Every week someone was a knocked out, received a broken nose, finger, stubbed toe. Soke Hausel indicates that the training was valuable except for one problem. It was obvious it was not a devastating-type of karate he was looking for. After all, no one ended up in the hospital, so something was not quite right in this training, and we never held back on any block, punch or kick. Later, I was introduced to Wado-Ryu Karate, Kempo Karate, Goju-Ryu Karate, Shotokan Karate and Shorin-Ryu Karate. Grandmaster Hausel took a liking to Shorin-Ryu karate as it was not like the others. It was 'traditional karate' and taught people how to actually defend against most kinds of attacks with maximum power and focus. All of the other types of karate were known as sport karate and were more about winning trophies than defending oneself.

In 1977, Soke Hausel accepted a job as a research geologist at the Wyoming Geological Survey at the University of Wyoming.
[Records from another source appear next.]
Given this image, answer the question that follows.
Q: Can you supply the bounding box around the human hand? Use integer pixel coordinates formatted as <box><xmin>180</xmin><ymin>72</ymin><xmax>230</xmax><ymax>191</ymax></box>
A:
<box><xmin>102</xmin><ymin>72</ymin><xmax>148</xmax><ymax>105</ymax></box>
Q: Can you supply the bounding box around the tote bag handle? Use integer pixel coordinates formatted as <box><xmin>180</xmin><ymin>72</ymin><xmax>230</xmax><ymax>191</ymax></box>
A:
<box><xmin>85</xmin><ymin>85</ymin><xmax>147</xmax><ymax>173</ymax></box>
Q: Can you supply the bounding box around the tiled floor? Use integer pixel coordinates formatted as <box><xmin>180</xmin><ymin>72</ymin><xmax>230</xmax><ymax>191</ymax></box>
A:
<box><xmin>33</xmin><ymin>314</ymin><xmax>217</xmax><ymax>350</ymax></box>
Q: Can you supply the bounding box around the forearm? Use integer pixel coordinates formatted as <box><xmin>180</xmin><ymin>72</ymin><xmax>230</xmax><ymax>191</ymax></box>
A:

In addition to conducting research on rocks, he began to teach people to break rocks in classes in the School of Extended Studies, the Department of Physical Education, Department of Kinesiology, Club Sports, and also taught many dozens of clinics in self-defense, women's self-defense, martial arts history and more. 

"I was very lucky in my martial arts education. I had some good instructors early on, and then in 1992, I hooked up with the greatest martial artist on the planet, and likely the greatest martial artist of 21st century, Dai-Soke Sacharnoski. This made all of the difference - after Dai Soke became my instructor, I really improved dramatically in my abilities. Anyone looking to learn martial arts needs to keep this in mind. Find a first class instructor!